4. Winning Through Agile, Collaborative Teams Rather Than Talented Competitive Individuals

Every person processes information differently which makes it impossible for one individual to be the answer to all the challenges of the digital world. Having a collaborative team takes the pressure off one person to be the fountain of all wisdom. This introduces the idea and evolution of a team becoming the primary unit of performance. 

Leaders will find it helpful and beneficial to create team environments where everyone can bring their best to the table. This will also affirm team members and the space they have to voice their thoughts, concerns, and opinions comfortably. 

    • Having an effective team requires intentionality and paying attention to details such as making sure that each person has an equal amount of time to speak. 

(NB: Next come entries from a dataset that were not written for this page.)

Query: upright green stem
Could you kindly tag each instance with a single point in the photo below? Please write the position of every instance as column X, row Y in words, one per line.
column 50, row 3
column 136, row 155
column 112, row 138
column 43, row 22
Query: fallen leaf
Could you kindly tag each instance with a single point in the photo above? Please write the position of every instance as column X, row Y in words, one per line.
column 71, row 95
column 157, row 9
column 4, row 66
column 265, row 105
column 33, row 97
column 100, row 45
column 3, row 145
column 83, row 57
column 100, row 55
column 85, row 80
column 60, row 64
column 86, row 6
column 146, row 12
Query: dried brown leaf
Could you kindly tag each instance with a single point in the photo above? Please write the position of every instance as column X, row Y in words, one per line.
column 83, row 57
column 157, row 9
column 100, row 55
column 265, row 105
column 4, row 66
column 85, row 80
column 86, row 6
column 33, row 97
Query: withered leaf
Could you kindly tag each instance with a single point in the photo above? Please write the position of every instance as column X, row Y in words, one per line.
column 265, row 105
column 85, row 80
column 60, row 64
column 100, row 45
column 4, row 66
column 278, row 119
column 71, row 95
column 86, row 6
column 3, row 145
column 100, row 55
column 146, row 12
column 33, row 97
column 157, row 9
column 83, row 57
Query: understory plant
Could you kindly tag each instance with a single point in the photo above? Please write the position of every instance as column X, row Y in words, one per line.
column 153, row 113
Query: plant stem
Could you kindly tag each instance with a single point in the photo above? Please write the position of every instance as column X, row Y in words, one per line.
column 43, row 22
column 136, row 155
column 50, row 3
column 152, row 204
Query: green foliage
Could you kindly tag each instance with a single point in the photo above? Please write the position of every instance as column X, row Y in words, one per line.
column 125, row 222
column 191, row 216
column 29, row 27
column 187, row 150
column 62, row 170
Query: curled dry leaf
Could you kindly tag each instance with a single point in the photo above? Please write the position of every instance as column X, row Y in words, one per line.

    • As leaders take the time to find ways to ensure their team members feel heard, their team members will also feel valued and appreciated. It’s common for the team’s performance to reflect this which is why it goes a long way to be intentional to support your team. 

    • It’s common for a team that is improving communication through relational trust to improve in overall performance as well.

    • As leaders build collaborative teams, they will find that celebrating diversity and differences with their team members will create a solid foundation and respect within their team as well. 

We are wired for relationships. Meeting with others face-to-face allows relationships to survive through virtual means. In order to grow the depth of relationships and trust, spiritual leaders should find ways to maximize moments that create enough deposits in their team members to carry them through an extended period of time as everyone works virtually. 

5. Leading In A Digitally Connected, Geographically Dispersed World

COVID-19 has produced a new norm of living in a world that is no touch and high-tech. The leadership of teams gets more complex when you're remote. It’s always challenging, but even more now because the skills of running a team in the virtual world are more complex than when we're face- to-face. 

Now, everyone's having a crash course in what it’s like and what’s necessary to have church services and small groups for opportunities of discipleship, virtually. This is why it’s common for many leaders to feel a bit exhausted right now as they’re learning to orient a world that won't last, but will inform the future of the way we have church services. The skills leaders are learning will be incredibly valuable.  

    • Consistently engage with the community. Incorporate access points online where those interested in your church community can begin the journey of engaging with your content. A lot more people are prepared to engage where it feels safe and encouraging before meeting you in person. 

    • Examine and implement new structures. Leaders should begin to explore, examine, and discover what the best combination of high-tech and high-touch would look like to deliver on God's calling for your church.

    • Plan for the future. While learning new skills and implementing new structures as you’re having church services virtually, ask yourself and your team to identify the best of the new things being implemented your church that should remain once it can reopen. Also examine the things that are new that allow you to take the timeless truth of the gospel and contextualize it to make it relevant and accessible as many people as possible. 

COVID-19 will inevitably have a lasting effect on the world, and it will influence the way we do things moving forward as churches begin to reopen. It’s highly unlikely that churches will go back to operating purely the way they had before. We will begin to see churches implementing high-tech and high-touch strategies that focus on discipleship and relationships with people in their community.

Although COVID-19 presents many challenges, spiritual leaders can also find hope and encouragement in the opportunity to embrace the fear of the unknown and come out of this crisis with a model of sharing the faith of Jesus Christ with people that may not have heard or experienced it otherwise.